Inflation continues to rise at a pace we haven’t seen in decades and even investment gurus like Warren Buffett I’m hard at work figuring out how to dodge the negative effects.
In December, theUS inflation, measured by the consumer price index, it rose further, at the annual rate of 7%, compared to + 6.8% of November, and al record since February 1982. The trend was in line with expectations.
A flare-up that has repercussions on everyone’s life. Especially for those who are saving, rising inflation means serious consequences for their money.
In such a delicate moment, for those who invest, it can be very useful to follow the instructions of those who know business. Let’s talk about Warren Buffett, the 80+ billionaire, also known as the Oracle of Ohama.
What are the best stocks to own when inflation ignites?
Investment legend Warren Buffett has a lot of advice on what to own when inflation rises.
In a 1981 letter to shareholders, Buffett highlighted two characteristics that help companies thrive amid high inflation: the ability to raise prices easily and the ability to take on more business without spending too much.
Here are the three participations of Berkshire Hathaway, the conglomerate founded by Buffett that best fit Buffett’s thinking.
L’American Express showed its pricing power recently when it raised its Platinum card’s annual fee from $ 550 to $ 695. The company finds itself benefiting directly from a particular inflationary environment such as the one we are experiencing.
American Express makes most of its money through discount fees – traders are charged a percentage on every Amex card transaction. When the price of goods and services rises, the company gets a portion of the larger bills. The business is booming as the company’s revenue jumped 25% year-on-year to $ 10.9 billion in the third quarter.
American Express is the third largest participation of Berkshire Hathaway, only behind Apple and Bank of America. Owning 151.6 million shares in AE, Berkshire’s stake is worth over $ 24 billion. Berkshire also owns shares of competitors American Express, Visa and Mastercard, although the positions are much smaller and American Express shares currently offer a 1% dividend yield.
Coca-Cola is a classic example of a so-called “recession resistant” business. Whether the economy is growing or struggling, a simple can of Coke is still accessible to most people.

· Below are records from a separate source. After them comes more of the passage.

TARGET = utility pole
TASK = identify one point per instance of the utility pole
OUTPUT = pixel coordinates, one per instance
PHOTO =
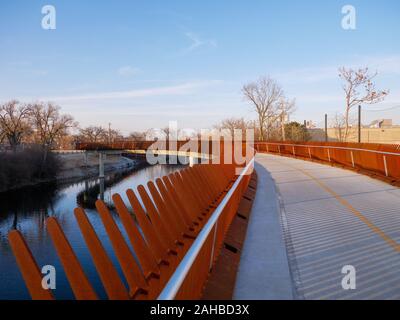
(326, 128)
(359, 124)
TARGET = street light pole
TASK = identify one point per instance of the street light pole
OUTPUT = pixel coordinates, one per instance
(359, 124)
(326, 128)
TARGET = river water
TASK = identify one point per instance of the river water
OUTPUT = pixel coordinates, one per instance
(27, 209)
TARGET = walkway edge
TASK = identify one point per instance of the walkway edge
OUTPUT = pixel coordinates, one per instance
(264, 272)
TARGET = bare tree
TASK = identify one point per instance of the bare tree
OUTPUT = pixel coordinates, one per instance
(339, 124)
(264, 94)
(93, 134)
(359, 89)
(137, 136)
(49, 124)
(14, 122)
(285, 108)
(231, 124)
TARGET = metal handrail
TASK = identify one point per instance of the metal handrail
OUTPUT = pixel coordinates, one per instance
(329, 147)
(171, 289)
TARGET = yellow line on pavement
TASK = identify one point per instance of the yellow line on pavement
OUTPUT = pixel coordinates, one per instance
(357, 213)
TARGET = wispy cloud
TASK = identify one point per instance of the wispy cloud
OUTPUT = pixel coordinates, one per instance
(197, 42)
(385, 65)
(128, 71)
(181, 89)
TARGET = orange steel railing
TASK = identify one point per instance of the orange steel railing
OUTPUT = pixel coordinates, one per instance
(180, 225)
(381, 159)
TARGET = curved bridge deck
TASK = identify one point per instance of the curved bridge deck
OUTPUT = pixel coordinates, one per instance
(324, 219)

The firm’s ingrained market position also gives it some pricing power. Also, Coca-Cola can always count on a trick it has used in the past: keep the same prices but subtly reduce the size of the bottle. Its strengths stem from its portfolio of iconic brands and the fact that its products are sold in more than 200 countries and territories.

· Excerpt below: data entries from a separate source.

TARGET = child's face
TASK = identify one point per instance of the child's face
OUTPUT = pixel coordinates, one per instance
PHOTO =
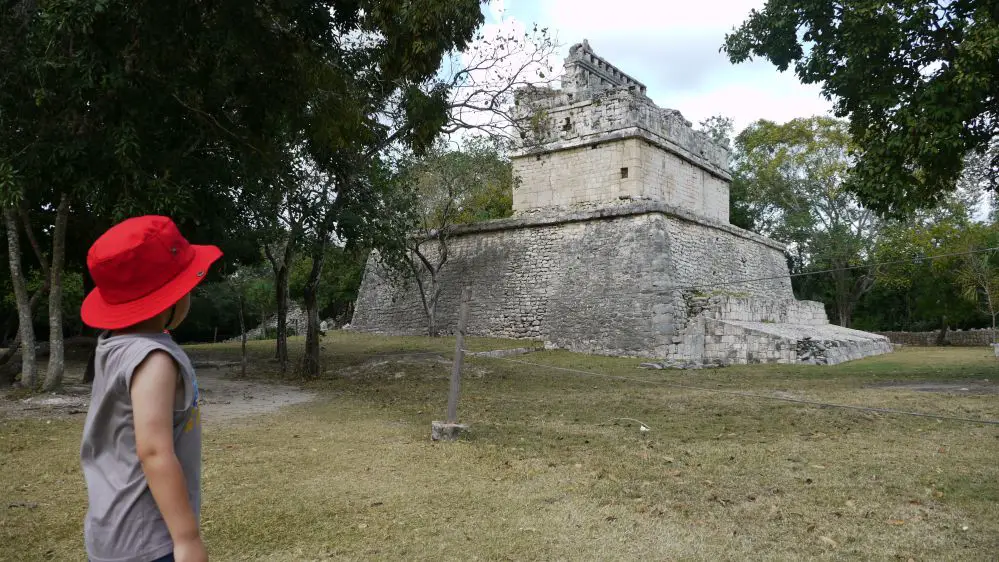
(181, 309)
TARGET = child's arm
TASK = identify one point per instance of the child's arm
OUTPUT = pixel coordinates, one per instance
(153, 387)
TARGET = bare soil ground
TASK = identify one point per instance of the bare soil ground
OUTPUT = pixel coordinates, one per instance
(556, 465)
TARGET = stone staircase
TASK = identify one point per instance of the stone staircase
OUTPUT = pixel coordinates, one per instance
(748, 330)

After all, the company went public more than 100 years ago and has survived – and thrived – through many times of high inflation. Buffett has held Coca-Cola in his portfolio since the late 1980s and today, Berkshire owns 400 million shares in the company, worth approximately $ 23.1 billion. At current prices, you can get a 2.8% dividend yield on the stock of Coca-Cola.

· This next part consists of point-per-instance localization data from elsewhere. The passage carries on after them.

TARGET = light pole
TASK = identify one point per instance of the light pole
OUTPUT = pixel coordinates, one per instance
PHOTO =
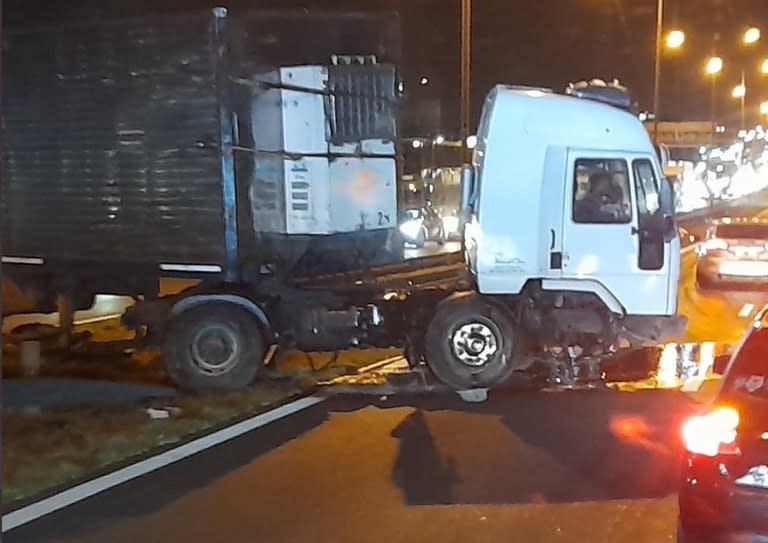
(657, 68)
(740, 92)
(713, 68)
(466, 64)
(675, 40)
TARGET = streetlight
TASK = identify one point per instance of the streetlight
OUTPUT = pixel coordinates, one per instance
(466, 64)
(714, 65)
(713, 68)
(740, 92)
(675, 39)
(752, 36)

Who spends $ 1600 on a iPhone 13 Pro Max of design certainly does not speak of theft, since consumers like to spend large sums on Apple products. Earlier this year, the management of the Cupertino giant revealed that the company’s active hardware base exceeded 1.65 billion devices, including more than 1 billion iPhones.
Competitors offer cheaper devices, but many consumers don’t want products outside the Apple ecosystem. This means that when inflation rises, Apple can pass the higher costs on to its global consumer base without worrying about a drop in sales volume.
Today, Apple is Buffett’s largest public holding, accounting for more than 40% of Berkshire’s portfolio by market value.
One of the reasons behind this concentration is the rise in the tech giant’s share price. Over the past five years, Apple stock has risen more than 500% and today, it offers a dividend yield of 1.7%.